少し話は逸れるけれど、美術館・博物館が無料なのはさすがと思う。古き良きを重んじ平等に機会を与える姿勢。(個人的には、彫刻やタペストリーのV&A、絵画のNational Gallery が空間演出含め好きだった)
⚫︎チャリティー文化
ロンドン、かつイギリスの文化としてチャリティーやドネーションは切っても切り離せない。
街の至る所にチャリティーショップ(古着、セカンドハンド)が立ち並び、途上国、病院や患者さんのサポート、研究に売上金が寄付される仕組みになっている。
最初は入りづらい気がしたのだけれど、入ってみるといいものも案外あることも多く、宝探しのようで楽しくなる。
British Heart Foundation (循環器系研究支援) 、mind (メンタルヘルス支援)、oxfam (飢餓や貧困支援) など多岐にわたる。
Oxfamはお店はきれいに整理整頓されており、フェアトレードの品もあり、こだわりを感じる。
そこかしこにお店があり、日常的に寄付できる環境。買い物ができて良いこともしている気持ちが自分としてはうれしかった。
★まとめ、所感
いいところも悪いところも多い街、大都市ロンドン。
利便性が高く、娯楽も多く、大学生時代に滞在していたら全然違った学生生活だっただろうな、と思う活力と魅力のある街。
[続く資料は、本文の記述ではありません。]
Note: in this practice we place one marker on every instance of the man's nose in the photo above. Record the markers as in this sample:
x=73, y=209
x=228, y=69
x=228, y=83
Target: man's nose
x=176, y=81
気になるのは、経済を回す若い人から労働人口を中心に設計されている都市であること。
駅一つとってもバリアフリーでは全然ないし、家の作りも狭く階段が中心。
みんなに優しい街づくりではなく、お年寄りは基本的に郊外に家を構えると聞いた時に(真偽は確かではないが)、なんとなく理解して寂しい気持ちになった。
街並みや歴史は好きだけど、住みやすさ、居心地の伸び代は大きい、そんな都市!